El principal personaje señalado en todo este execrable teatro –aunado a los Angel María Villar (Presidente de la Federación Española de Futbol) y Sandro Rosell (Presidente del Fútbol Club Barcelona) es Michel Platini, un tipo que se ha encargado de manejar los hilos de la élite futbolística con formas poco menos que ortodoxas pero, cabe señalar, que las ha realizado bajo la anuencia de la máxima instancia organizacional del futbol –FIFA- y su lúgubre directriz (Joseph Blatter).
Más allá de todo lo que pudiera salir a la luz –y vaya que puede ser mucho y más- el principal problema de todo este asunto se resume en la lastimada veracidad de los designios de FIFA en cualquiera de sus materias; la credibilidad –poca o mucha que hoy queda- es, a final de cuentas, la última esperanza que le queda a una disciplina como lo es el fútbol, un arte –o lo que muchos de nosotros vemos como tal- que se apuñala por la influencia que tienen sobre él los tipos de largo y cuello blanco, los mismos que piensan de manera nula en el futbolista y en el aficionado, personajes principales que –a final de cuentas- son los que dan vida y razón de existir a la redonda.
En el plano personal, siempre se ha dudado de la autenticidad en el otorgamiento de designios, títulos y próceres por parte de la FIFA; sin el menor temor a equivocarme, me parece lamentable que el mercado –y no la afición- dictamine los caminos, formas y usos bajo los que debe encaminar un deporte que posee la belleza en la humildad de los potreros, de las calles y las porterías creadas con piedras y líneas imaginarias.
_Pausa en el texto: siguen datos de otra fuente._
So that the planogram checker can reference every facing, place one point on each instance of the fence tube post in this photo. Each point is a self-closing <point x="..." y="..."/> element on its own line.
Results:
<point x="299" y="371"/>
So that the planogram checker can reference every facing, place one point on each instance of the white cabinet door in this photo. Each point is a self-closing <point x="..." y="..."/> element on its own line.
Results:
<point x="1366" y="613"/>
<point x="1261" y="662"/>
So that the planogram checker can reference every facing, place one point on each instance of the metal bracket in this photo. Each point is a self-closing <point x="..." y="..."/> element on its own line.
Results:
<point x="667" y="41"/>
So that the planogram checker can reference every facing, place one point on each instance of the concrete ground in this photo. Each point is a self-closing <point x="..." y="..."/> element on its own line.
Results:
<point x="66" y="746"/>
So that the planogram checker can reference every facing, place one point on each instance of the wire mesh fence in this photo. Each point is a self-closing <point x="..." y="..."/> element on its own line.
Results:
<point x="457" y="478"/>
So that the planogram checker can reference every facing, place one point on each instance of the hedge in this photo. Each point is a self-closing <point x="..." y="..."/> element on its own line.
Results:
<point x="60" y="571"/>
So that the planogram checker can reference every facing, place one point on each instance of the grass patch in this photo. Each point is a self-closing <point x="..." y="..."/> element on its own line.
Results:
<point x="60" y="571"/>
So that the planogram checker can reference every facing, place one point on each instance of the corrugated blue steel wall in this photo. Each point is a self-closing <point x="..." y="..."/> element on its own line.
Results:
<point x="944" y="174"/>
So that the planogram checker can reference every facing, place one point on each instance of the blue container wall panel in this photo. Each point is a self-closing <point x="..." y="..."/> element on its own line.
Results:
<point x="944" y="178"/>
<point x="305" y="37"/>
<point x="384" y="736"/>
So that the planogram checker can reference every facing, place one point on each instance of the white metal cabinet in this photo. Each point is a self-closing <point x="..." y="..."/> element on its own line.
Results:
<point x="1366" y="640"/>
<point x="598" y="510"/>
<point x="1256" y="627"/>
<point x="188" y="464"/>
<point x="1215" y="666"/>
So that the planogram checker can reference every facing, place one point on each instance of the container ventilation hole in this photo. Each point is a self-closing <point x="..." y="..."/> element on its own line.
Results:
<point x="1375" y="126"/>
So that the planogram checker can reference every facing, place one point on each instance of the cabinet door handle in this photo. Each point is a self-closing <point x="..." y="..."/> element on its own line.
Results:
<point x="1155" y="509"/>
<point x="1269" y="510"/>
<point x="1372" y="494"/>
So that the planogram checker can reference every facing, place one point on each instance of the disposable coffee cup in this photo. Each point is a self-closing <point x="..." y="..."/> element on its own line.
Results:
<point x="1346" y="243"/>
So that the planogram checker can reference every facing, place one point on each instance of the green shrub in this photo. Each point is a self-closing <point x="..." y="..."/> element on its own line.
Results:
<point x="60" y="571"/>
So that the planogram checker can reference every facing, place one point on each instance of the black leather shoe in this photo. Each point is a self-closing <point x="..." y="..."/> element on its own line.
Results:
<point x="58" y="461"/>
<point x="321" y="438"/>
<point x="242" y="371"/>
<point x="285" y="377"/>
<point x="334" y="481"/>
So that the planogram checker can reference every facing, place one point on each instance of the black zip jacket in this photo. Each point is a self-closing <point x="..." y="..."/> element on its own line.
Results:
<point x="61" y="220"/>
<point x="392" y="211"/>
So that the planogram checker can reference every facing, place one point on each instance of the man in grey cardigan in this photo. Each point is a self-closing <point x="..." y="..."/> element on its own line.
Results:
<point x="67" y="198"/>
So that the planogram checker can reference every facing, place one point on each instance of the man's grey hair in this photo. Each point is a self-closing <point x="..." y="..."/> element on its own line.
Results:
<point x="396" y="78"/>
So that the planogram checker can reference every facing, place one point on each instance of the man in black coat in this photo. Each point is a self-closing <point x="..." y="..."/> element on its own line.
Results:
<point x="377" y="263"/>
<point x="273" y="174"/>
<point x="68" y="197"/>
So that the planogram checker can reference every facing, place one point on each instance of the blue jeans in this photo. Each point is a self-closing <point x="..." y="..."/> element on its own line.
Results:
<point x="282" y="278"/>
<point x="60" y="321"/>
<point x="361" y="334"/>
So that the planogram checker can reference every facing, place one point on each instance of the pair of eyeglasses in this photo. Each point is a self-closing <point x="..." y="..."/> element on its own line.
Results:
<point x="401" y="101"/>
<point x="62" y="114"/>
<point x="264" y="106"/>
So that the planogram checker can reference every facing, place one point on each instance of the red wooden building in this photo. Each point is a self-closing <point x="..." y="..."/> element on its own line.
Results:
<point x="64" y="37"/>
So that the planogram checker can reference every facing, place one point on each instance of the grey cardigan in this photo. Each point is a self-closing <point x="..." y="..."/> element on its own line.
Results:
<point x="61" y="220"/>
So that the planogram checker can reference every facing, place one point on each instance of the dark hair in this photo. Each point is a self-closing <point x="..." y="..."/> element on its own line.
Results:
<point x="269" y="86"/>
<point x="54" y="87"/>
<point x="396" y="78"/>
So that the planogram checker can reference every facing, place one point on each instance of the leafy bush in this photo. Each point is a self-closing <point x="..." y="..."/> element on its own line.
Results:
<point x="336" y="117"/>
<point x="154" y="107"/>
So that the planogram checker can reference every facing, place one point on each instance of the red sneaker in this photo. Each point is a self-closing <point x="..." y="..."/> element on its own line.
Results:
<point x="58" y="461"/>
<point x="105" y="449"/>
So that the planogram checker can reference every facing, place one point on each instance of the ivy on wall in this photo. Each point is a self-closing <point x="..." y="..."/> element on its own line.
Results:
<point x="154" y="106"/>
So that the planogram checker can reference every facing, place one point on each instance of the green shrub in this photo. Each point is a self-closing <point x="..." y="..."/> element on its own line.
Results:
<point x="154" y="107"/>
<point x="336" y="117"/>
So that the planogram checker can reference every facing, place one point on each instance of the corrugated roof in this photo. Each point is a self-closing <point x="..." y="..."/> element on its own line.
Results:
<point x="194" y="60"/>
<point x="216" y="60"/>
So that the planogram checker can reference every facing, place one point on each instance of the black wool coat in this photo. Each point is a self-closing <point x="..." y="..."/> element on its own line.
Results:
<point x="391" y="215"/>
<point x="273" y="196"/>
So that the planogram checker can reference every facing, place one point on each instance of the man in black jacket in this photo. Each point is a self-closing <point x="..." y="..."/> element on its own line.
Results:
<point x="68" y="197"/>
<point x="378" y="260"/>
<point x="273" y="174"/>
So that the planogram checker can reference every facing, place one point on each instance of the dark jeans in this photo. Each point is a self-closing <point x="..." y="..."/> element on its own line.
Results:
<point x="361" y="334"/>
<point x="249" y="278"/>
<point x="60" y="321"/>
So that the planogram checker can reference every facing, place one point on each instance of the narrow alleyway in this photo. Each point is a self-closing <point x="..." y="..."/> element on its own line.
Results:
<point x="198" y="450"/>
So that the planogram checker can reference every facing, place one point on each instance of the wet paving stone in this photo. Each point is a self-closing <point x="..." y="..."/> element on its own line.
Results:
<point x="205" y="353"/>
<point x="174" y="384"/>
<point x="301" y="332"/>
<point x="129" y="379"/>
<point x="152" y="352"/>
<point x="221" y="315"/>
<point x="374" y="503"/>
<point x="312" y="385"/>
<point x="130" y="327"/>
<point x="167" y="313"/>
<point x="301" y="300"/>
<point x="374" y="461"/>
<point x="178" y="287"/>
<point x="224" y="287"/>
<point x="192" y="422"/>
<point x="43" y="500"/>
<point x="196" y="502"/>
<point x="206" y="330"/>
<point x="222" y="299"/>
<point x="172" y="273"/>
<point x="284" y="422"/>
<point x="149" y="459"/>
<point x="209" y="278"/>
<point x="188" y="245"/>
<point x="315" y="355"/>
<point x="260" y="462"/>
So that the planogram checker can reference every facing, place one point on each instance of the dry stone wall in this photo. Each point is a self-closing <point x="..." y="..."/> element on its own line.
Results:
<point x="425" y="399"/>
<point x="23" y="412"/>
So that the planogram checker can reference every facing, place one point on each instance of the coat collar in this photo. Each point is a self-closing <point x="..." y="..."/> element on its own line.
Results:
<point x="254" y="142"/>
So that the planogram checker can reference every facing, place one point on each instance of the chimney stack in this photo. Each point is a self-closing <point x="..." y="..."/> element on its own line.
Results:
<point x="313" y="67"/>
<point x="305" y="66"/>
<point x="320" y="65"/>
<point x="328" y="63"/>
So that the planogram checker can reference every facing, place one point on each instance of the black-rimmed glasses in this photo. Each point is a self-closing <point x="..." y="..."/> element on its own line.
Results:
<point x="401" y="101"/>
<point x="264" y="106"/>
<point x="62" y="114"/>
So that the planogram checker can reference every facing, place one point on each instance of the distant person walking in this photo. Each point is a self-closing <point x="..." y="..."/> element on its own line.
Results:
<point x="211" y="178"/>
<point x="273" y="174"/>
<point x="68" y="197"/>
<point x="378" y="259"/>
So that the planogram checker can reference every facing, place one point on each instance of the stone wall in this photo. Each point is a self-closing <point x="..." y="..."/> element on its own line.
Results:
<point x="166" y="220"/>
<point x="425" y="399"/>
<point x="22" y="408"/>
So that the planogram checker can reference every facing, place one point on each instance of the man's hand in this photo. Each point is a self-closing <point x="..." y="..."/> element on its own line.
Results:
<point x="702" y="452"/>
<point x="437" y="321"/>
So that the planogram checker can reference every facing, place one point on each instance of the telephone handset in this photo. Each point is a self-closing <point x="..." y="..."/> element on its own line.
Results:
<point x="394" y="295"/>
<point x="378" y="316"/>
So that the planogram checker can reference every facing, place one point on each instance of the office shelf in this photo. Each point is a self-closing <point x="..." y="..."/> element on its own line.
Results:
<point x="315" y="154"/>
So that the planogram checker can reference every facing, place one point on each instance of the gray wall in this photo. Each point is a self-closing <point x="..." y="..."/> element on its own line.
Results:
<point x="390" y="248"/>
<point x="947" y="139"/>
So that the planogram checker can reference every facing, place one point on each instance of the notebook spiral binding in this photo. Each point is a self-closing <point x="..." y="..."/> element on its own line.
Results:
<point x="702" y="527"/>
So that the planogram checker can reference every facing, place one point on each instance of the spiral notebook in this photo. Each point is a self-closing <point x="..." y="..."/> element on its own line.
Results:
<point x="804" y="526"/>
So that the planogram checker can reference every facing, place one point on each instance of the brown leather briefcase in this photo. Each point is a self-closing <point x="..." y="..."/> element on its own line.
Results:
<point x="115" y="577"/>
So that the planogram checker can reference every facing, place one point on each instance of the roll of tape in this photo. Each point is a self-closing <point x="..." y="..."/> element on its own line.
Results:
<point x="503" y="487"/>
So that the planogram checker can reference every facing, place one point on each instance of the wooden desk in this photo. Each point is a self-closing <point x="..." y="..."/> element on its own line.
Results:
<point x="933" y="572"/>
La falsedad que azota a este deporte, nuestro deporte, se maximiza de manera gradual con el avance de los tiempos; los títulos nobiliarios que se entregan de manera anual (FIFA World Player, Balón de Oro) y asignación de sedes (como Qatar) son vertientes que encuentran sustento en la ganancia unilateral, en el superávit ventajoso y en la nula consideración del principal creador y sostén del futbol: el aficionado.
Llegará el momento en que los estadios se colmen –como ya se viene dando- de tipos que solo sepan de monedas, billetes y números negros; el fútbol va perdiendo, con el paso del tiempo, la facultad –poca o mucha- de goce y aplausos que le caracterizaba hace algunos años.
Decía el Maestro César Luis Menotti –en una entrevista con El País en Junio del 2011 (http://deportes.elpais.com/deportes/2011/07/11/actualidad/1310368914_850215.html) que el fútbol ‘se lo han robado a la gente’ y es una verdad como templo.
Sería buen indicio –e inicio- el comenzar a catar –y no acatar- las decisiones que emanan de las directrices que empañan nuestro deporte, nuestro futbol.
Un buen inicio sería este, ‘catando’ a Qatar.